That's one small initial cost payment, one giant leap of a return at auction.

When the bag used by none other than Neil Armstrong to collect lunar rocks during the pretty-big-deal Apollo 11 mission sold at auction in 2015, it went for just $995, thanks to a boneheaded labeling error. When the eagle-eyed Chicagoland native who took advantage of the blunder to score the historic bag of moon dust sold it herself, through auction at Sotheby's on Thursday, it went for, well, considerably more: after the auction house's cut, $1.5 million.

The new owners were not named on Thursday.

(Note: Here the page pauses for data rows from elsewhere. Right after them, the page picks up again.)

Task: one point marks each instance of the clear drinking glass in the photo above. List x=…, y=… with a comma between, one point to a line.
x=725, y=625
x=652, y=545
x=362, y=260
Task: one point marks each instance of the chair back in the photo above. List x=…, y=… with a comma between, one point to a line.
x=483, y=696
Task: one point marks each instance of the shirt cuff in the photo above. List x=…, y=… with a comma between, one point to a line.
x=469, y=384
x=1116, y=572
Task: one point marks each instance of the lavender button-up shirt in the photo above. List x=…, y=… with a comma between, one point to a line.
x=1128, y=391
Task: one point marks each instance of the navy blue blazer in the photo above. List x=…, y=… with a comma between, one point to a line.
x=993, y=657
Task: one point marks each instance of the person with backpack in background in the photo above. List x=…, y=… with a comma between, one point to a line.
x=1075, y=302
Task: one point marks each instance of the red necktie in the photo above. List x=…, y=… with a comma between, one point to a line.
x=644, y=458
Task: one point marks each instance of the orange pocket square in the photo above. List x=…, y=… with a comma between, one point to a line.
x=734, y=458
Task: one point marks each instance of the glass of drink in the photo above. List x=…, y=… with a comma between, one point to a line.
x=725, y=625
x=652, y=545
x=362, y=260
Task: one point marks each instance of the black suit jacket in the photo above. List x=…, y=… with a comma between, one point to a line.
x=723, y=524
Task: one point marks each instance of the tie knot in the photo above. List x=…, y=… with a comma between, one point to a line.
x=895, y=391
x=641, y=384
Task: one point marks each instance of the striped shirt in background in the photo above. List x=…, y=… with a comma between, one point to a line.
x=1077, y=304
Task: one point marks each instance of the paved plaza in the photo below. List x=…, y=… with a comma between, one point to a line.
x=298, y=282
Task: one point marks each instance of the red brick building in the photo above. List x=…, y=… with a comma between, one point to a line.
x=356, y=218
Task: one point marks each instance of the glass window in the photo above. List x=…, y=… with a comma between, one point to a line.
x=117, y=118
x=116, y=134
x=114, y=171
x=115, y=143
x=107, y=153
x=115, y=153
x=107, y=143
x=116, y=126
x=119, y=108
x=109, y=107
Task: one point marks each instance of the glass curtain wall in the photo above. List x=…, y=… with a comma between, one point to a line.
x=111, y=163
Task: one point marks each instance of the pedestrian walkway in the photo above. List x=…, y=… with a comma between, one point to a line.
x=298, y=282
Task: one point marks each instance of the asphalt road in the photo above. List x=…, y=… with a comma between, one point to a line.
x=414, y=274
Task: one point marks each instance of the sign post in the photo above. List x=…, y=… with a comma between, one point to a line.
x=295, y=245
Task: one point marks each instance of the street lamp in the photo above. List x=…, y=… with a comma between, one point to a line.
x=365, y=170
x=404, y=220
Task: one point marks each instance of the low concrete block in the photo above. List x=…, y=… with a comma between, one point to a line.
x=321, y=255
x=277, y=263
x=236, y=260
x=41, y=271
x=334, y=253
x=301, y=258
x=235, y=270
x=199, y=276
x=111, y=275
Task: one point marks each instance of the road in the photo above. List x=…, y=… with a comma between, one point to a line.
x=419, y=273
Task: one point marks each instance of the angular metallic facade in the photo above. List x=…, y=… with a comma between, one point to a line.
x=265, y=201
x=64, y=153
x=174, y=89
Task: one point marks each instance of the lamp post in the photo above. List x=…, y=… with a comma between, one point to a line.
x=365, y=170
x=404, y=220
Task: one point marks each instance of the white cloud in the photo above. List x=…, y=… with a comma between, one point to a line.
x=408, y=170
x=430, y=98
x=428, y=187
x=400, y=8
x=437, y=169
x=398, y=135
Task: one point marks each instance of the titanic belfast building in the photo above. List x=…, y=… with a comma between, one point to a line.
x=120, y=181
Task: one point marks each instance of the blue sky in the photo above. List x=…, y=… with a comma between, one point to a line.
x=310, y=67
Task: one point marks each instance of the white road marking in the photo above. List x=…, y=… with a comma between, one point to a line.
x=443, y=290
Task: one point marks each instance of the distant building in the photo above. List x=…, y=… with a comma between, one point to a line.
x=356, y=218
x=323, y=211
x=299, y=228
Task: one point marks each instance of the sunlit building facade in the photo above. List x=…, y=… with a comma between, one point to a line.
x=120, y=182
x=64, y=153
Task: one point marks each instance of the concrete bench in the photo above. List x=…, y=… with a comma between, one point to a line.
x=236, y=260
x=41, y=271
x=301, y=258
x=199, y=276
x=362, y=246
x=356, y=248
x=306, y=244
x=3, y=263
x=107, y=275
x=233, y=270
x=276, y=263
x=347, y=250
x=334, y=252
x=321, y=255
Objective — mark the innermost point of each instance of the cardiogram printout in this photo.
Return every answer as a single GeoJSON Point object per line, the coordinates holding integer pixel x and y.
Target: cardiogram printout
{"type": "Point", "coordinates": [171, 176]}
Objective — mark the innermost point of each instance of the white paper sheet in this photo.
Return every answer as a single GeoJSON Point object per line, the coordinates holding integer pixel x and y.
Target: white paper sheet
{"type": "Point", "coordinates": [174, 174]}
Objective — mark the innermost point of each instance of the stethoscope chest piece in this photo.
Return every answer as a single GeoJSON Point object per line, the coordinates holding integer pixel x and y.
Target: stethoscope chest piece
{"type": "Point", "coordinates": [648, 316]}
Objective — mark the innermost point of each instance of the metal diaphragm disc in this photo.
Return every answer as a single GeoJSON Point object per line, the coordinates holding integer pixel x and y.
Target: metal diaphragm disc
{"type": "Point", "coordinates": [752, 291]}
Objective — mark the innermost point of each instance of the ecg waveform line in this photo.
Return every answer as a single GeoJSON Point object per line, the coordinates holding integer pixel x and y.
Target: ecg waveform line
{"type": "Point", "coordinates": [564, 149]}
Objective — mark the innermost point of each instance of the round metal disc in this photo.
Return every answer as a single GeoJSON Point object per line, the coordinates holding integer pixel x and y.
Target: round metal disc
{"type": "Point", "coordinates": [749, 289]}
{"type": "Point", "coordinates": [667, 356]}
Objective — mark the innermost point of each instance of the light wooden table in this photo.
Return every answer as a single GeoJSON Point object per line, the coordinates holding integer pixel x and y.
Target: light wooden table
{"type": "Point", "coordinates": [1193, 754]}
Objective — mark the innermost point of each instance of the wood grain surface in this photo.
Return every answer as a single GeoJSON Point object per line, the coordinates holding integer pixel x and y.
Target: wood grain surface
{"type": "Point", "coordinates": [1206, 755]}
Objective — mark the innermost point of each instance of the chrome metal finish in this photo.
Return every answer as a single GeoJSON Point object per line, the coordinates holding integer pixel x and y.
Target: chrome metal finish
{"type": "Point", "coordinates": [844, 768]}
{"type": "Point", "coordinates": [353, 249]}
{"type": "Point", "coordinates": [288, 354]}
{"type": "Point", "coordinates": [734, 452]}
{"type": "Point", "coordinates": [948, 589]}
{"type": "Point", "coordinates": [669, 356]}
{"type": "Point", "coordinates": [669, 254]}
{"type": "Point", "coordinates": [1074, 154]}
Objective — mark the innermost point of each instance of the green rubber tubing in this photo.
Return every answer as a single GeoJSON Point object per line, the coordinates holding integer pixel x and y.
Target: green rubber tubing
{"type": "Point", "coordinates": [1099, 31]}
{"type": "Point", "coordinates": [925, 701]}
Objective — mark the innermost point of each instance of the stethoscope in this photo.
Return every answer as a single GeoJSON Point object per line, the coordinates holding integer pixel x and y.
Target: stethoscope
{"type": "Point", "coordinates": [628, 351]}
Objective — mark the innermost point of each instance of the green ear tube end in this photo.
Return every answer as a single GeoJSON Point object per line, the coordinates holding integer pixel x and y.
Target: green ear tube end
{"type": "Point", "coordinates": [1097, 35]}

The latest return was actually less than what was projected, between $2 million and $4 million. But it nonetheless represented an interstellar victory for Nancy Carlson, who bought the moon-dust bag for less than a grand, over NASA—whose previous, unsuccessful attempts to claim it away from Carlson were just one chapter in a cosmically tangled saga.


As Gothamist unpacked back in May when the Sotheby's auction was first announced, the bag somehow ended up in the hands of one Max Ary, a onetime director of the space museum Cosmosphere, in Kansas. But after some run-ins with the law (he sold space artifacts that belonged to the museum, and subsequently did time for theft, fraud and money laundering, according to NPR) the lunar bag fell to federal agents in 2003.

It was entirely possible that the bag was already mislabeled at that point—since Ary wasn't exactly the most rigorous record-keeper—which may explain why, when the lunar bag then went up for auction in 2015, US Marshals failed to included any marker that tied it to Apollo 11—and Carlson scored the deal of the century.

She then sent the pouch to the Johnson Space Center, in Houston, which confirmed, yep, moon dust and, yep, from the first manned lunar landing. No small discovery, and Carlson had to sue just to get the bag returned, after NASA tried to keep it for public display.

But the bag was clearly hers—and now so is a heavenly jackpot.

Carlson will give a portion of the sale to charity and establish a scholarship for speech-pathology students at her alma mater, Northern Michigan University, according to Sotheby's.